You will need additional oil on the initial fill up. I also assume you aren't getting everything out. Because of my hose routing, I don't think the cooler would fully drain even with the thermostat open.
Do you know who makes the sandwich adapter? And what temperature does it open? If it is less than 200F, I would want to replace the thermostat with a 200F if possible...
What is the oil filter size, or more importantly what is the outside diameter of the gasket on the cooler sandwich plate? I have a 2008 F150 with a 4.6 liter engine. The gasket diameter is 2 3/4” on the FL-820-S filter it takes. Also the thread size I need is a M22 or 22 mm x 1.5.
I want to do this to my 14 fx4 3.5 eco, i have it mpt tuned, better trans cooler just made the switch to the better P-OAT (yellow) coolant, temps are better BUT id like to run a external oil cooler but keep the stock sandwich plate cooler in place for long idle times driving city ect.. but i feel having the external will help keep temps cooler as it bypasses through the external in motion.. did you use a thermostatic sandwich plate?
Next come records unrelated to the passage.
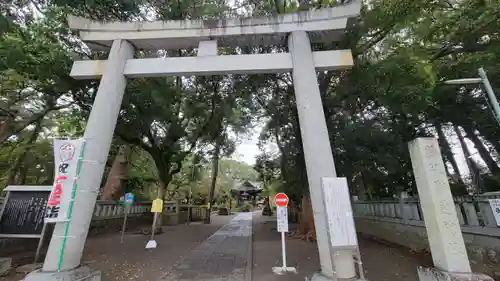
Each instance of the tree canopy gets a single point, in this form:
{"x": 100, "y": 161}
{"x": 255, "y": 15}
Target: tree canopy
{"x": 172, "y": 130}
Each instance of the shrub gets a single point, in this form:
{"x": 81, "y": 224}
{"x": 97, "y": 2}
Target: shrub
{"x": 223, "y": 211}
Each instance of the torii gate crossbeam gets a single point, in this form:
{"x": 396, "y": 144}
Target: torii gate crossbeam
{"x": 298, "y": 31}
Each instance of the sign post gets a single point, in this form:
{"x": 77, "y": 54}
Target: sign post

If you did it would make sense since you deleted the stock cooler..my thing is...idk if i should use a standard pass through sandwich plate or the thermostatic?... im going to run a aftermarket universal kit..not the mishimoto unit
Yeah its a thermostatic plate. I think you would want to run one especially if you live anywhere cold. Because its going to trh cooler no matter what, it will be real cold on negative temps
@@NSQGarage yeah i understand it will constantly flow through the external cooler, my thinking was with the stock coolant cooled sandwhich plate still in tact and working as it should, the coolant will also help recirc the loop to maintain temperature because the coolant is already absorbing turbo temp oil and engine heat as a whole.. im just thinking as far as in idle state or city driving.. when fans kick on it will help dissipate heat from radiator while circulating and the stock oil cooler sees coolant on the cold outlet side of radiator after thermostat... im just torn because i wouldnt mind the insurance of a thermostatic sandwich plate..but alot im seeing on Amazon ect open under 180° to me thats not good.. considering you want atleast 200° before it opens so the oil can get hot enough to allow the PCV system to collect actual valors to condense into the catch can.. if those contaminants cannot boil off or flash off the oil will stay contaminated..just looking for a happy medium lol.. you seem to be a guy that would know.. im very shsrp with this stuff but keeping both has me thinking
@@anthony8787 yeah what you are saying makes sense. I was more concerned about not "pre-heating" the coolant before it goes into the block. Being in Utah, summers are hot, the elevation is high and the mountain passes are steep. But if you aren't overheating a lot, keeping both seems like a good compromise for cold weather. How are you overheating btw? Isn't Ohio flat? Lol 😂
@@NSQGarage im mpt tuned 93 octane tunes, tow, PRX and economy.. engine runs hotterand we still have hills and hollers out this way as well.. our interstates have alot of elevation as well especially on rt90 going eat or west from where i am.. with a load she gets pretty hot
Anyone done anything like this on a 2018-20 f150 2.7 eco boost? I’m looking to separate the engine cooling and transmission cooling and basically getting rid of the heat exchanger. Got a mishimoto transmission cooler before I realized that it wasn’t set up for my current truck
I'm in the middle of doing exactly that. The Raptor has divorced coolant/oil/transmission systems so you can use the OEM Raptor lines to plumb everything. Mine is a 3.5 but I'd guess the transmission is the same 10r80 with same connections in your 2.7.